Que peut faire la résistance pour montrer qu’elle ne laisse pas massacrer et humilier son peuple à l’infini sans réagir ? Elle répond par ces tirs de roquettes. Ceux qui tirent savent qu’ils ne font pas le poids, que tout cela ne sert à rien. Mais leur seul moyen de réagir face à celui qui nous écrase, est de répondre aux massacres en lançant des roquettes ; ou d’aller aux devant des chars pour les empêcher d’avancer.

- Silvia Cattori : Depuis quelques semaines, Israël affirme que les militants ont une plus grande capacité défensive, qu’ils ont une grande quantité d’explosifs et d’armes. Vrai ou faux ?
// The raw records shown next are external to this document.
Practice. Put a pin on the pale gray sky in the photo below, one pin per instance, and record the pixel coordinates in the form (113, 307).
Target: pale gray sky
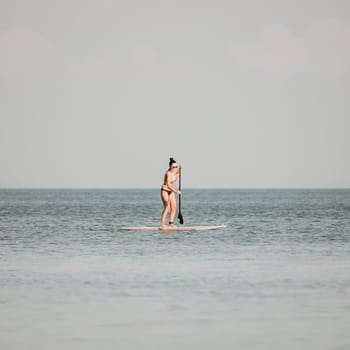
(242, 93)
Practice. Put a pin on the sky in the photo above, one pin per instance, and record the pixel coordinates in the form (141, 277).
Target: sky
(243, 94)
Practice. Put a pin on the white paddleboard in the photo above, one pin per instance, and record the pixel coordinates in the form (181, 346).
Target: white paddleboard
(170, 228)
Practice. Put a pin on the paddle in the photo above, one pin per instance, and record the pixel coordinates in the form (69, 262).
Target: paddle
(181, 219)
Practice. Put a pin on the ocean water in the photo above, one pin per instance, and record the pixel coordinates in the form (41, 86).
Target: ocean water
(278, 277)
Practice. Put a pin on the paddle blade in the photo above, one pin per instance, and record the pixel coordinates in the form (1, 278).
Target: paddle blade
(181, 219)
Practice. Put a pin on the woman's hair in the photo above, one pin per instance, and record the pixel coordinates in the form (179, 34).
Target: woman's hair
(171, 161)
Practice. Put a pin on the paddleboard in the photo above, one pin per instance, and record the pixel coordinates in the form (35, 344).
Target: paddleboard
(170, 228)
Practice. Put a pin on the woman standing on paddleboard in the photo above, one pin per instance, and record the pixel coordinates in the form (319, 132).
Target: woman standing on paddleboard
(167, 192)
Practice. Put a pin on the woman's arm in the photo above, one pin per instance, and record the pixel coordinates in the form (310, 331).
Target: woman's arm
(169, 185)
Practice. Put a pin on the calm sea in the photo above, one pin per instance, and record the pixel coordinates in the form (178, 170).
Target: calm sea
(278, 277)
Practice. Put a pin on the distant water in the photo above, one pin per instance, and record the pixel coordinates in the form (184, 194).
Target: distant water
(278, 277)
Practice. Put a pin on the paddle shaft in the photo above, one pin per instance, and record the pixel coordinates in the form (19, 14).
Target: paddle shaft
(180, 217)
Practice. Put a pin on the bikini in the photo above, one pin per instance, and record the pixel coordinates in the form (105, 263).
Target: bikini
(167, 191)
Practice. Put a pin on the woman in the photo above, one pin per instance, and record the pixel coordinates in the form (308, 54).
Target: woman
(167, 192)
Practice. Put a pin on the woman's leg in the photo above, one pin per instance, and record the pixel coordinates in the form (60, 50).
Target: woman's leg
(172, 204)
(165, 199)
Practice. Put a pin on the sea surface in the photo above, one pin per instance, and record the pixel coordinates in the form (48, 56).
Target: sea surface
(277, 277)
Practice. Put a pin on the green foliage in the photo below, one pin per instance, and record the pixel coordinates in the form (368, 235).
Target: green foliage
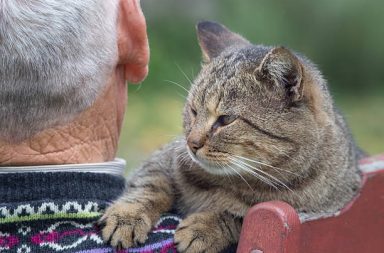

Les gens ici n’ont rien. Leur force n’est pas dans les armes. Elle est dans la volonté qui anime les militants pour libérer nos territoires, pour reconquérir nos droits. C’est quelque chose que les soldats israéliens n’ont pas, malgré leur supériorité militaire écrasante : la volonté de libérer leur peuple ; c’est cela qui donne aux résistants leur courage, leur force. Même si leurs armes, c’est zéro.

- Silvia Cattori : Alors votre force, peut se mesurer au nombre de gens qui se sont massivement rassemblés récemment pour exprimer leur fidélité au Hamas ? C’est donc tout le peuple enfermé dans ce ghetto qui incarne la résistance !?

Exactement. Notre peuple, en sa majorité, résiste par son attitude d’insoumission face à l’oppression qui s’intensifie. C’est ce que les autorités israéliennes ne comprennent pas. Jamais les Palestiniens ne se mettront à genoux ; quitte à devoir mourir.

L’occupant ne pourra pas nous empêcher de nous battre pour notre survie ; Ils peuvent toujours nous couper l’eau, la contaminer, ne nous laisser que de l’eau salée, priver nos enfants de nourriture, nous n’allons pas flancher.

En tant qu’êtres humains nous n’avons pas d’autre choix que de nous battre pour notre survie. Nous n’allons pas nous rendre et permettre à nos agresseurs d’atteindre leurs buts inacceptables.

Depuis deux ans, Gaza a montré que la résistance, c’est toute la population, les collaborateurs mis à part. Toute la population est prête à mourir pour ses droits légitimes.

- Silvia Cattori : Quand, en décembre 2007, vous avez vu une foule énorme aller célébrer les vingt ans d’existence du mouvement Hamas, étiez-vous surpris ?

Déjà, lors de la conférence d’Annapolis, j’étais surpris par la foule immense qui s’était réunie pour condamner cette conférence et soutenir la position d’insoumission du Hamas. Quand, j’ai vu plus de 400’000 manifestants aller fêter l’anniversaire de ce mouvement je me suis dit que, malgré toutes les difficultés et privations que l’on avait fait subir à Gaza, le Hamas et son gouvernement n’avaient rien perdu de leur popularité.